Intestinibaculum porci

Scientific classification
- Domain: Bacteria
- Kingdom: Bacillati
- Phylum: Bacillota
- Class: Erysipelotrichia
- Order: Erysipelotrichales
- Family: Erysipelotrichaceae
- Genus: Intestinibaculum
- Species: I. porci
- Binomial name: Intestinibaculum porci Kim et al., 2020
- Type strain: SG0102^{T} (= KCTC 15725^{T}, NBRC 113396^{T})

= Intestinibaculum porci =

- Genus: Intestinibaculum
- Species: porci
- Authority: Kim et al., 2020

Species of bacterium

Intestinibaculum porci is a species of strictly anaerobic, Gram-positive bacteria in the genus Intestinibaculum, within the family Erysipelotrichaceae. It was first isolated from the small intestine of a pig in South Korea and formally described in 2019.

== Taxonomy and nomenclature ==
Intestinibaculum porci was proposed as the type species of the novel genus Intestinibaculum based on phylogenetic analysis of the 16S rRNA gene, which showed it to be distinct from other members of Erysipelotrichaceae. The genus name refers to its intestinal origin ("intestini") and rod shape ("baculum"). The species name "porci" reflects its swine origin.

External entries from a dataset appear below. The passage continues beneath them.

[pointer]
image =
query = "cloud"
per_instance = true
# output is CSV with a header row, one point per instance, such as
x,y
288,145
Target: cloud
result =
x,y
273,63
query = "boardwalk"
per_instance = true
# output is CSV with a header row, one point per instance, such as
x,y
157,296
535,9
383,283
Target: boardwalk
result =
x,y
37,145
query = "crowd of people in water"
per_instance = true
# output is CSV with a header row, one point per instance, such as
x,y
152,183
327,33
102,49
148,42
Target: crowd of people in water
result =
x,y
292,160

== Morphology and physiology ==
Intestinibaculum porci is rod-shaped, non-motile, catalase-negative, and stains Gram-positive. It is strictly anaerobic and grows optimally at 37 °C and pH 7.0. The bacterium tolerates up to 3% NaCl. The DNA G+C content of the type strain is approximately 39.5 mol%. Major fatty acids include C_{16:0}, C_{16:0} DMA, and C_{18:2} ω9,12c. The peptidoglycan contains meso-diaminopimelic acid. The main end product of fermentation is lactic acid.